In mid-May of 2015, there was a public debate on whether the long-term use of psychiatric medications causes more harm than good. Before saying “Boring” and moving on to something else, realize that prescriptions for antidepressants are on the rise —increasing by 7.5% in Britain since 2013 and over 500% since 1992. Recent research has shown that more people are taking antidepressants for longer periods of time, “often because they become dependent upon them and cannot stop.” Yet there is no good research into the safe long-term use of these drugs.
It seems that the challenge for the debate grew out of several prominent British psychiatrists publically criticizing the launch of the Council for Evidence-Based Psychiatry, an organization aimed at starting a dialogue about the use of psychiatric drugs and treatments. The two sides of the debate jointly published a paper in the British Medical Journal (BMJ). The original BMJ press release, now removed from the site, inexplicably did not include a declaration of interests for one of the speakers against the motion, Alan H. Young. So what?
Young was initially in print as saying he had no interests to declare, while in fact he had several. This was important information to reveal, not only because it is a BMJ policy, but also because Young was planning to challenge the premise of whether long-term use of psychiatric medication causes more harm than good. In other words, his financial and professional ties to the pharmaceutical industry were initially not reported in a debate where he was defending the use of psychiatric medications. You can view the original press release here; the revised one here. Look at the bottom right column on page 2 for both.
This mistake was caught by one of the speakers for the motion, Peter Gøtzsche, who also reported a series of actions that appeared to be aimed at undercutting Gøtzsche’s credibility and the information he presented. You can read his description of these “bizarre events” related to the Maudsley debate here. You can review the debate here. Gøtzsche opened his time to speak during the debate by estimating that psychiatric drugs were the 3rd leading cause of death among people aged 65 and over.
I have estimated, based on randomised trials and cohort studies, that psychiatric drugs kill more than half a million people every year among those aged 65 and above in the USA and Europe. This makes psychiatric drugs the third leading cause of death, after heart disease and cancer. The drugs furthermore cripple tens of millions. There are no benefits that can justify so much harm.
Gøtzsche also described how clinical trials include patients already taking other psychiatric medications. These participants are then rapidly withdrawn for their medication. If they are randomly placed in a placebo group, they often experienced withdrawal symptoms. “This design exaggerates the benefits of treatment and increases the harms in the placebo group, and it has driven patients taking placebo to suicide in trials in schizophrenia.”
He called for the establishment of withdrawal clinics to help patients slowly and safely taper off of psychiatric drugs.

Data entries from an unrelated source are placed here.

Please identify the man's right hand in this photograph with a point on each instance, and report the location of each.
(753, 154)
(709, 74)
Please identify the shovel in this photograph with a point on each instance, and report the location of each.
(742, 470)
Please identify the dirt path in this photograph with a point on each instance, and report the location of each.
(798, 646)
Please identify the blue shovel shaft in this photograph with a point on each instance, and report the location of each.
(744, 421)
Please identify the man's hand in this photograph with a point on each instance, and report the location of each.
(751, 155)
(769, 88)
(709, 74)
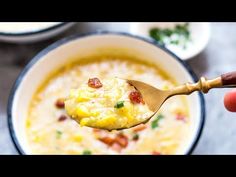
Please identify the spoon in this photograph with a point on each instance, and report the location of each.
(154, 97)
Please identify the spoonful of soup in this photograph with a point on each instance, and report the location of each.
(115, 103)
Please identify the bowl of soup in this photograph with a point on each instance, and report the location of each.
(38, 121)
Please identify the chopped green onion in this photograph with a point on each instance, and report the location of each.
(87, 152)
(179, 35)
(119, 104)
(154, 123)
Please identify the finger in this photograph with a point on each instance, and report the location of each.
(230, 101)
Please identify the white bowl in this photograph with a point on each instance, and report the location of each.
(58, 53)
(200, 35)
(33, 35)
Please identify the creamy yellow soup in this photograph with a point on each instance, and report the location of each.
(51, 131)
(110, 103)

He estimated that 98% of all psychotropic drugs could be stopped without causing harm. In the revised BMJ press release, it says “we could stop almost all psychotropic drugs without causing harm.” Gøtzsche said this replaced his original statement. This could be accomplished by dropping all antidepressants, ADHD medications, and dementia drugs. Only a small percentage of the antipsychotics and benzodiazepines currently used should be continued.
This would lead to healthier and more long-lived populations. Because psychotropic drugs are immensely harmful when used long term, they should almost exclusively be used in acute situations and always with a firm plan for tapering off, which can be difficult for many patients.

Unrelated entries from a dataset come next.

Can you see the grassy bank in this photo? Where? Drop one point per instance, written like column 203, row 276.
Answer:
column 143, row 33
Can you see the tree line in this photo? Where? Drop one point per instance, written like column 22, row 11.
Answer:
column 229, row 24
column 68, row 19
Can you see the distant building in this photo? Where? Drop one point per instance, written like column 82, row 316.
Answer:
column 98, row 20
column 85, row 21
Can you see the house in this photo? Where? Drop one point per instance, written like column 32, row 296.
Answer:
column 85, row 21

The Council for Evidence-Based Psychiatry (CEP) began on April 30th of 2014 with an event at the House of Lords and the release of a publication entitled: Unrecognized Facts about Modern Psychiatric Practice. This is linked on the CEP website. You can get a quick introduction to some of the CEP members and what they believe by viewing some short videos linked on their homepage. One of the innovative ways they have attempted to provide a bridge between the public, policy makers and legislators, and the research community that investigates the areas where psychiatry has caused harm, although the intention has been to help.

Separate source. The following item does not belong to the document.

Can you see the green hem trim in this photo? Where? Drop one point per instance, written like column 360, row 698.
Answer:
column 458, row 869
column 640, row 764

Unrecognized Facts is a nifty slide show that presents various facts about modern psychiatric practice, with links on each slide to further available information. Here are a few of examples of what you can find there.
Myth of the Chemical Imbalance
Psychiatric drugs have often been prescribed to patients on the basis that they cure a ‘chemical imbalance.’ However, no chemical imbalances have been proven to exist in relation to any mental health disorder. There is also no method available to test for the presence or absence of these chemical imbalances.
Worse Long-Term Outcomes
There has been little research on the long-term outcomes of people taking psychiatric drugs. The available studies suggest that all the major classes of psychiatric drugs add little additional long-term benefit, and for some patients they may lead to significantly worse long-term outcomes.
Long-Lasting Negative Effects
Psychiatric drugs can have long-lasting negative effects on the brain and central nervous system, particularly when taken long term, which can lead to physical, emotional and cognitive difficulties.
Negative Effects Are Often Misdiagnosed
Psychiatric drugs can have effects that include mental disturbance, including suicide, violence, and withdrawal syndromes. These can be misdiagnosed as new psychiatric presentations, for which additional drugs may be prescribed, sometimes leading to long-term use of multiple different psychiatric drugs in the same person.